I am using the Python library function scipy.minimize
to solve a series of linear equations with constraints, maximising the radius of a circle inscribed inside a polygon. See here for a visualization of what a circle inscribed inside a polygon is:
The constraints of the optimisation are the following: the distance between circle middlepoint with the coordinates (x[1],x[2) and every single line of the polygon has to be bigger than the radius - otherwise the circle radius would reach outside the polygon and the circle would no longer be inscribed.

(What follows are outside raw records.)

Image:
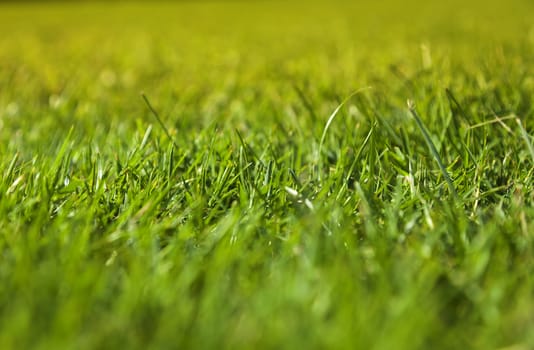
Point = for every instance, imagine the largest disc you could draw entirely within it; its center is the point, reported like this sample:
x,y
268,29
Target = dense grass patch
x,y
291,197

These constraints are formulated through the following lambda functions, one function for each side of the polygon (a triangle, in our example):
# all of these functions have to remain non-negative
constraint1 = lambda x: distance_to_line((x[1],x[2]),polygon_points[0],polygon_points[1]) - x[0]
constraint2 = lambda x: distance_to_line((x[1],x[2]),polygon_points[1],polygon_points[2]) - x[0]
constraint3 = lambda x: distance_to_line((x[1],x[2]),polygon_points[2],polygon_points[3]) - x[0]
The variables here are x[0] for the circle radius and x[1], x[2] for the coordinates of the circle middlepoint.
variables = [0, 0, 0]
The objective function is the opposite of x[0], which is the circle radius:
def objective (x):
return -(x[0])
Feeding these components into the minimise function gives correct results, the program works like this and result.x[0] prints the correct radius:
constraints = [{'type': 'ineq', 'fun': constraint1},{'type': 'ineq', 'fun': constraint2},{'type': 'ineq', 'fun': constraint3}]
result = minimize(objective, variables, constraints=constraints)
print("Maximum radius: " + str(result.x[0]))
So far, so good. But this is where a problem arises. As you might have noticed, it makes sense to generate the constraint functions through list comprehension, so a potentially infinite number of polygon lines can be processed.
all_constraints = [lambda x: distance_to_line((x[1],x[2]),polygon_points[i],polygon_points[i+1]) -x[0] for i in range (0,3)]
But scipy.minimize no longer works if I feed it these three list comprehension-generated lambda functions instead of the manually written ones:
constraints = []
for function in all_constraints :
constraints.append({'type': 'ineq', 'fun': function})
Instead, I get various error messages in result.message like "Singular matrix E in LSQ subproblem" or "Inequality constraints incompatible".
This confuses me greatly, because the functions generated by list comprehension and those written manually at the start should be completely equivalent in content and results.
Are all_constraints really equivalent to the three manually written functions above, or am I making a mistake somewhere?